Amend power of Inquisition
These powers are the judgements of Castigation, Vindication and Penance. The intent of these powers are to conclude and proclaim the outcomes of Inquisition that cannot be reasonably included under Condemnation.
The powers of Castigation, Vindication and Penance are escalated from Inquisition in the same manner as Condemnation and the powers and responsibilities are detailed below:
- Castigation: The target is believed by the Assembly to be guilty of Unvirtuous deeds and nature and is formally rebuked.
- Penance: The target is believed by the Assembly to have engaged in both Virtuous and Unvirtuous behaviour. The judgement recommends how the target can correct their Unvirtuous behaviour.
- Vindication: The target is believed by the Assembly to be innocent of any accused Unvirtuous acts levelled against them and/or be of a Virtuous disposition and is formally lauded as Virtuous.
- This motion was to modify the Synod power of Inquisition
- Autumn 380YE
The Constitutional Court note that there is an ambiguity in the wording of the Senate motion. The implication is that the author intends that castigation, vindication and penance are raised from an inquisition - but does not explicitly mandate that. Furthermore, the simplest legal interpretation of the opening line of the motion is that the Senate wish the Synod to have access to the judgements of castigation, vindication and penance. The intent may be that these powers will be used only after an inquistion, but that is not the legal protocol for a judgement. Intent will guide the judgement of the Synod, but is never legally binding.

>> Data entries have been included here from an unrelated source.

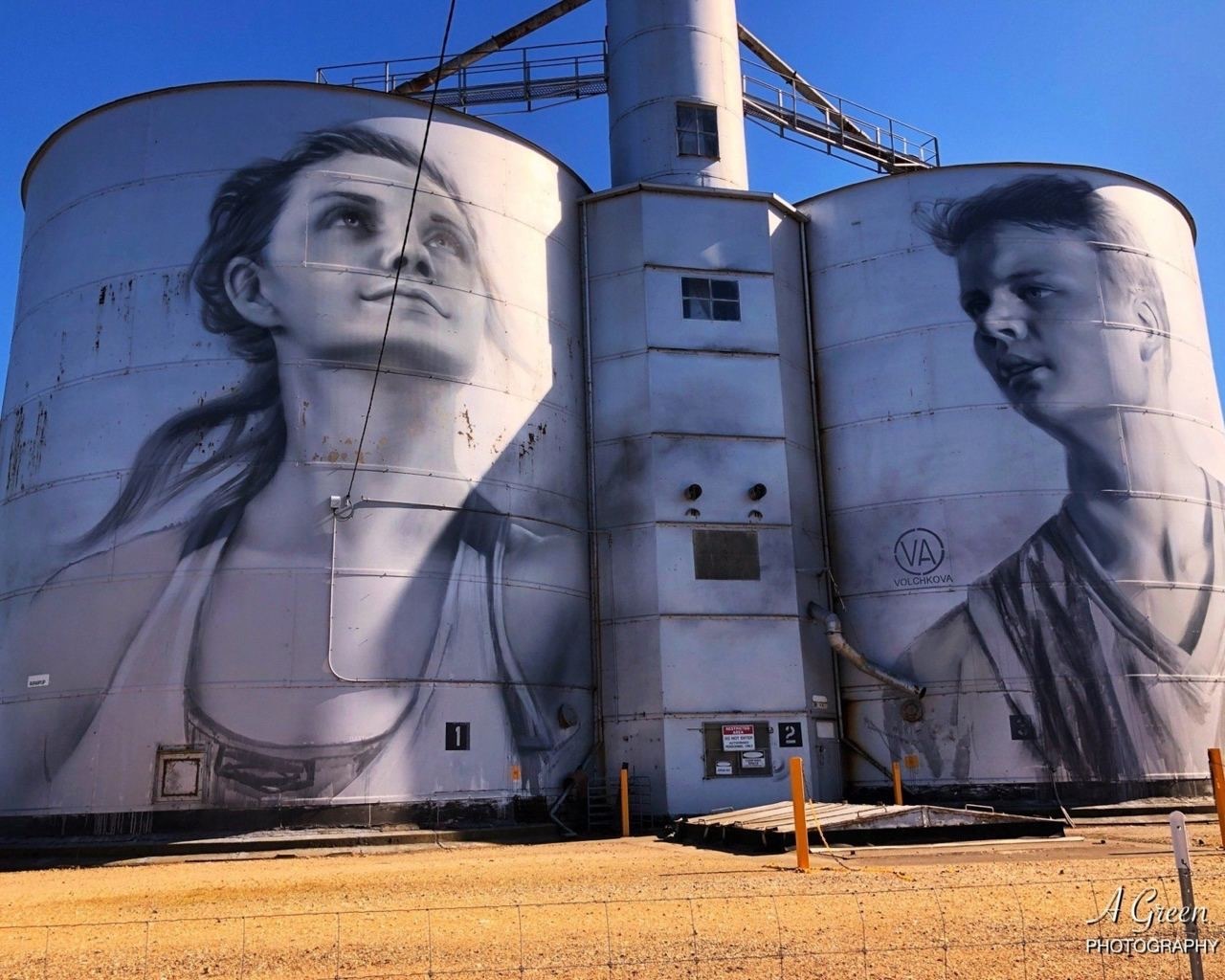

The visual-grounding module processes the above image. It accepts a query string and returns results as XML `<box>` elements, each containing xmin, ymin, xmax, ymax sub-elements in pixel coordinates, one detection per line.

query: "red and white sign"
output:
<box><xmin>723</xmin><ymin>725</ymin><xmax>757</xmax><ymax>752</ymax></box>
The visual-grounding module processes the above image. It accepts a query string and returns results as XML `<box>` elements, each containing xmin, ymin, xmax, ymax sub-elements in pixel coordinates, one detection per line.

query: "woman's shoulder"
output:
<box><xmin>13</xmin><ymin>526</ymin><xmax>194</xmax><ymax>686</ymax></box>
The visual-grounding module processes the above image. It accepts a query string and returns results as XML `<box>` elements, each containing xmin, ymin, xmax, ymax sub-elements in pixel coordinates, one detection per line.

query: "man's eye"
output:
<box><xmin>962</xmin><ymin>295</ymin><xmax>991</xmax><ymax>320</ymax></box>
<box><xmin>1016</xmin><ymin>285</ymin><xmax>1053</xmax><ymax>302</ymax></box>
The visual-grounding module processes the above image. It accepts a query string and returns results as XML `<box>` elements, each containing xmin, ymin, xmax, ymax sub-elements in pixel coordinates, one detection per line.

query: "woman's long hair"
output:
<box><xmin>78</xmin><ymin>126</ymin><xmax>476</xmax><ymax>555</ymax></box>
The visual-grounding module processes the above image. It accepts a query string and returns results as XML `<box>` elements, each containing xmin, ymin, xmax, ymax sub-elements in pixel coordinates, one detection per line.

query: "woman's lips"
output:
<box><xmin>362</xmin><ymin>283</ymin><xmax>451</xmax><ymax>320</ymax></box>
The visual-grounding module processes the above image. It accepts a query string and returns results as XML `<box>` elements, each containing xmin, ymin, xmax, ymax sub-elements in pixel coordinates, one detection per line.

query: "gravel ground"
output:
<box><xmin>0</xmin><ymin>826</ymin><xmax>1225</xmax><ymax>980</ymax></box>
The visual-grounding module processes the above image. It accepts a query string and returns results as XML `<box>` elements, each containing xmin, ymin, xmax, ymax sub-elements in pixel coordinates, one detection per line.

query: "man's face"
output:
<box><xmin>957</xmin><ymin>222</ymin><xmax>1150</xmax><ymax>428</ymax></box>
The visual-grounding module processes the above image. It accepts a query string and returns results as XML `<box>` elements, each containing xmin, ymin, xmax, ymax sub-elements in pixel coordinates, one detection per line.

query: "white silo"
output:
<box><xmin>800</xmin><ymin>165</ymin><xmax>1225</xmax><ymax>800</ymax></box>
<box><xmin>0</xmin><ymin>82</ymin><xmax>594</xmax><ymax>814</ymax></box>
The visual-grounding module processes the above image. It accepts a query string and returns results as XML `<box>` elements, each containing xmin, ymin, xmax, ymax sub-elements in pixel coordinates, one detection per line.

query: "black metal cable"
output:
<box><xmin>345</xmin><ymin>0</ymin><xmax>456</xmax><ymax>509</ymax></box>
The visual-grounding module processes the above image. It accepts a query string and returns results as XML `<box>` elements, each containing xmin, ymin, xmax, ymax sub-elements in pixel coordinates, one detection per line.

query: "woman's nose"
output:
<box><xmin>401</xmin><ymin>235</ymin><xmax>434</xmax><ymax>281</ymax></box>
<box><xmin>379</xmin><ymin>235</ymin><xmax>434</xmax><ymax>279</ymax></box>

In cases where there are different possible interpretations of a motion, the Constitutional Court restrict their deliberations to those interpretations which are constitutionally valid. It is the decision of the court that it would not be constitutional for the Synod to have access to the judgements of Castigation, Vindication and Penance but not be able to submit them without first submitting an inquisition. "Voting in the Synod will be performed by such assemblies as are rightfully able to weigh the virtue of an action or individual, in accord with their nationality and authority." If condemnation does not require an inquisition first, then there is no constitutional basis to prevent an assembly by rightfully able to weigh the virtue of an action or individual, with regard to vindication, castigation, or penance. Therefore the only constitutional interpretation of the law is one in which the Synod may submit these new judgements - exactly as if they were a condemnation.
- The Imperial civil service are updating the procedures for the Synod to encompass the new options now allowed under Imperial law following this motion.